Pour protéger les mineurs de la cyberpédocriminalité, la Fondation pour l’enfance identifie trois enjeux : l’identification des victimes, la lutte contre la banalisation des violences sexuelles et le renforcement des lois.

  • Par leur réalisme, les contenus pédocriminels générés par l’IA rendent la tâche d’identification et de protection des victimes difficile pour les forces de l’ordre et les plateformes de signalement. En 2023, 871 signalements de contenus pédocriminels, tout type d’infractions confondu, ont été transmis chaque jour à l’Ofmin. Soit une augmentation de 12 000 % en dix ans. « On rencontre de réelles difficultés à prioriser notre travail d’enquête sur les victimes réelles », précise Véronique Béchu.

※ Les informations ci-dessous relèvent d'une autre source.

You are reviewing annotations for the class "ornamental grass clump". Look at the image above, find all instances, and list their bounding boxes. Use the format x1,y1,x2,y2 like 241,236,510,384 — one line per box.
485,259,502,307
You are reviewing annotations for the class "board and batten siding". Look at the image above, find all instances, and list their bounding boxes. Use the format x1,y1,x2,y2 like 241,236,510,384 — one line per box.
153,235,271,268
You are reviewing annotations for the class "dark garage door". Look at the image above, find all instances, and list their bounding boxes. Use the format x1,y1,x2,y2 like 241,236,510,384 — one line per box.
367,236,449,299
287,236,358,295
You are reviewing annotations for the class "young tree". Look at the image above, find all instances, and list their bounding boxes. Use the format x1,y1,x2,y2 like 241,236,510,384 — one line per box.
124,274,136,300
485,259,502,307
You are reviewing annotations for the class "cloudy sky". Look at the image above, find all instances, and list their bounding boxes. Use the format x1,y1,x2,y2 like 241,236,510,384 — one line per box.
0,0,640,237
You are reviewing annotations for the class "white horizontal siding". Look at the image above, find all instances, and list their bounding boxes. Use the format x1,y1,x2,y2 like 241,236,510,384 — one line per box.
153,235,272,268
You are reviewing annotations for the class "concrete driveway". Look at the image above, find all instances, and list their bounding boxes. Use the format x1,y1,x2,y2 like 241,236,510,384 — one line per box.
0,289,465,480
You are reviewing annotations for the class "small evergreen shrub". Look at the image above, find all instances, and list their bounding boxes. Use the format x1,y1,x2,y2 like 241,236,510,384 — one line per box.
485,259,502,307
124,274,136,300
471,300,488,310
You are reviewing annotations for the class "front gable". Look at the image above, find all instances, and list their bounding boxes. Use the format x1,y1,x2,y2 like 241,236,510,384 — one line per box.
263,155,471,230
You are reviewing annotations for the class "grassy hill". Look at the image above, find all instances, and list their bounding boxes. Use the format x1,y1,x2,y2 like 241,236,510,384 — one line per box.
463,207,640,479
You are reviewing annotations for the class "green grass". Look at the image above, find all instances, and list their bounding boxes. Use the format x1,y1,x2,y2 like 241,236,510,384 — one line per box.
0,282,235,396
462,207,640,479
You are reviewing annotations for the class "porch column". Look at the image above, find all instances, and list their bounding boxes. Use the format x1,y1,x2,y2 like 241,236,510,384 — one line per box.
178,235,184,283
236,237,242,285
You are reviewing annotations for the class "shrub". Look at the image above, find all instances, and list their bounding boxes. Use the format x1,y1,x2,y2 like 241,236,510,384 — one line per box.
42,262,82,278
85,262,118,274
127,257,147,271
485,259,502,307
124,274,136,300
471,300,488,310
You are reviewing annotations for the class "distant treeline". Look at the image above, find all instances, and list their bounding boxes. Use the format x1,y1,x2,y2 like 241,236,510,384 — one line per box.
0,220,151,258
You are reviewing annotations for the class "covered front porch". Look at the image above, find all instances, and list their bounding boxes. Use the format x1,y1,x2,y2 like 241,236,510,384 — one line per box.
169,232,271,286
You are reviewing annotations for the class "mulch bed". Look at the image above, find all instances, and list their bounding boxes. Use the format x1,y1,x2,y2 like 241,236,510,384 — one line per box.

    Face à l’impossibilité de mener autant d’enquêtes quotidiennes, sur des victimes qui n’existent potentiellement pas, la Fondation veut inciter les acteurs privés à mettre en place des outils permettant de distinguer les contenus générés par l’IA des autres contenus.
  • La facilité de production des contenus générés par l’IA et leur multiplication sur Internet font craindre une banalisation de la pédocriminalité en ligne. « L’IA augmente les comportements addictifs des consommateurs, avec des images de plus en plus extrêmes et violentes, souligne la Fondation. Elle accroit les risques de passage à l’acte. »
    Pour renforcer la prévention, la Fondation recommande de mettre en place des campagnes de sensibilisation grand public à la cyberpédocriminalité et aux dangers du « sharenting ». Elle souligne que la moitié des contenus pédocriminels sont publiés à l’origine par les parents. « Il est nécessaire que ceux-ci prennent conscience du phénomène et dialoguent avec leurs enfants », explique Angèle Lefranc.
  • La Fondation pour l’enfance invite, enfin, à engager une réponse juridique et politique solide. Elle recommande notamment d’amender le code pénal en y intégrant les contenus à caractère sexuel générés par l’IA.

Si l’IA multiplie les risques de pédocriminalité, les auteurs du rapport n’oublient pas qu’elle sera, aussi, un outil pour combattre ses propres dérives.